The new paper formally acknowledges that much has already been done locally to improve the condition of the Bay. It promises “to quantify the contributions these [local] programs make,” and insure that “appropriate credit” is given for their achievements. In it, the state makes a commitment to pursue nutrient reduction strategies “within a framework of local initiatives,” without “unfunded mandates” and “in the least intrusive manner possible.” The Commonwealth, according to the new paper “does not intend to dictate or micro-manage” nutrient reduction programs, but rather “to build partnerships with communities and the private sector” to accomplish the goals of the Chesapeake Bay agreement.

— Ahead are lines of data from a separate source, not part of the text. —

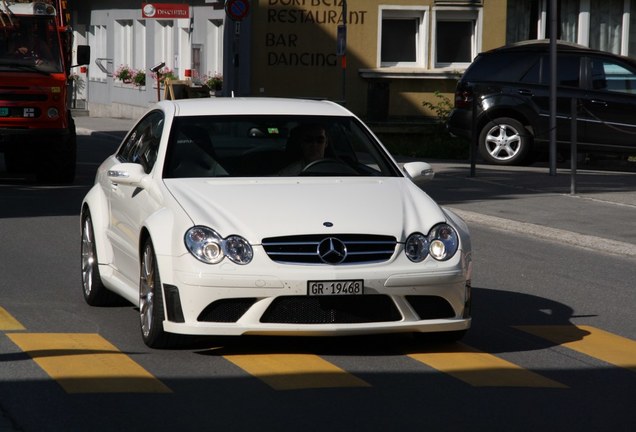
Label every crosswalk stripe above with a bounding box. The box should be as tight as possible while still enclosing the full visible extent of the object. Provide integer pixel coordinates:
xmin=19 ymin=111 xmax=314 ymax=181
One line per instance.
xmin=408 ymin=343 xmax=567 ymax=388
xmin=515 ymin=325 xmax=636 ymax=372
xmin=0 ymin=306 xmax=25 ymax=331
xmin=7 ymin=333 xmax=171 ymax=393
xmin=224 ymin=354 xmax=370 ymax=390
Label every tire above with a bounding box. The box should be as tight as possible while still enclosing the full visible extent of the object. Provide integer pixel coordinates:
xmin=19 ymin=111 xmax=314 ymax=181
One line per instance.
xmin=36 ymin=118 xmax=77 ymax=184
xmin=81 ymin=210 xmax=117 ymax=306
xmin=479 ymin=117 xmax=532 ymax=165
xmin=139 ymin=239 xmax=179 ymax=348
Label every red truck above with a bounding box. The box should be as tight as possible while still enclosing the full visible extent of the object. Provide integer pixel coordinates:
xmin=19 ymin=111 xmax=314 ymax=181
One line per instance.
xmin=0 ymin=0 xmax=90 ymax=183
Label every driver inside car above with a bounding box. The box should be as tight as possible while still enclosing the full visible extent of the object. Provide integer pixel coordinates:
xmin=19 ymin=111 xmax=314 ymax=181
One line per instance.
xmin=278 ymin=123 xmax=328 ymax=176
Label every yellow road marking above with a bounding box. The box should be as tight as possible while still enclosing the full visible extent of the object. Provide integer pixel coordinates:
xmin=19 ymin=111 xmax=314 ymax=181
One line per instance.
xmin=408 ymin=343 xmax=567 ymax=388
xmin=223 ymin=353 xmax=370 ymax=390
xmin=0 ymin=307 xmax=25 ymax=331
xmin=7 ymin=333 xmax=171 ymax=393
xmin=515 ymin=325 xmax=636 ymax=372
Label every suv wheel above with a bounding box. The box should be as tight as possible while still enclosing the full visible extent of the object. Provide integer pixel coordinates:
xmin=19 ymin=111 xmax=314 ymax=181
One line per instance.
xmin=479 ymin=117 xmax=532 ymax=165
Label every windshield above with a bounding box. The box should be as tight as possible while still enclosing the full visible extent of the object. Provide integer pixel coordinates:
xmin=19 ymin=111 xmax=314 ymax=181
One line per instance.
xmin=0 ymin=15 xmax=63 ymax=73
xmin=164 ymin=115 xmax=400 ymax=178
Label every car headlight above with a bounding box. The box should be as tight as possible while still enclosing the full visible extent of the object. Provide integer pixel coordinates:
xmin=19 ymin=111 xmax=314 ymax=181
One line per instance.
xmin=404 ymin=223 xmax=459 ymax=262
xmin=404 ymin=233 xmax=428 ymax=262
xmin=185 ymin=226 xmax=254 ymax=264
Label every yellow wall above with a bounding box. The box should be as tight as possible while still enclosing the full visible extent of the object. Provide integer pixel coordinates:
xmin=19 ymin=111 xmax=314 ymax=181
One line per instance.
xmin=250 ymin=0 xmax=506 ymax=117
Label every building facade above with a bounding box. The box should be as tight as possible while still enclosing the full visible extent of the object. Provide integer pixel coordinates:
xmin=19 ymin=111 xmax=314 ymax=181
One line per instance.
xmin=69 ymin=0 xmax=636 ymax=122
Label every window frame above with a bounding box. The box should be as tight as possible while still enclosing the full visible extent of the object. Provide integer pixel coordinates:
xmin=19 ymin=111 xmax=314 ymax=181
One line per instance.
xmin=376 ymin=5 xmax=430 ymax=68
xmin=431 ymin=7 xmax=483 ymax=69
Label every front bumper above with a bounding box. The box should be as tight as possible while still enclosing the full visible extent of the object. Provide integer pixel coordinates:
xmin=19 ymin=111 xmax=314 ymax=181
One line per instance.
xmin=157 ymin=251 xmax=471 ymax=336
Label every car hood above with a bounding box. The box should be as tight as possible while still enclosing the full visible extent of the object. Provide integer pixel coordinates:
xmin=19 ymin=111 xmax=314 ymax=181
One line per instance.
xmin=165 ymin=177 xmax=446 ymax=244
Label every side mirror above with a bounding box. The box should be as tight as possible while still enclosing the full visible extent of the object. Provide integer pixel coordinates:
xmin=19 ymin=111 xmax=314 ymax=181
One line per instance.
xmin=108 ymin=163 xmax=148 ymax=189
xmin=403 ymin=162 xmax=435 ymax=186
xmin=77 ymin=45 xmax=91 ymax=66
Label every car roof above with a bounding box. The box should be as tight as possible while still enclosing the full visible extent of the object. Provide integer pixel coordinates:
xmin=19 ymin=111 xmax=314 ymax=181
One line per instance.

In other words, the new DEQ paper sets out a scenario in which we continue to implement our locally initiated nutrient management programs, the state continues to pursue its own sponsorship of similar programs, and we all get to say that—as the numbers show—we are on our way, in Virginia, to achieving the 40 percent nutrient reduction goal for nonpoint sources. As the new DEQ paper says, it is “within our reach.”
The farmers are sleeping well at night. At DEQ there seems to be a new sense that we can accomplish our goals through voluntary, good-faith efforts. I think there is a sense of accomplishment and satisfaction all around. Everyone is living happily ever after—so far.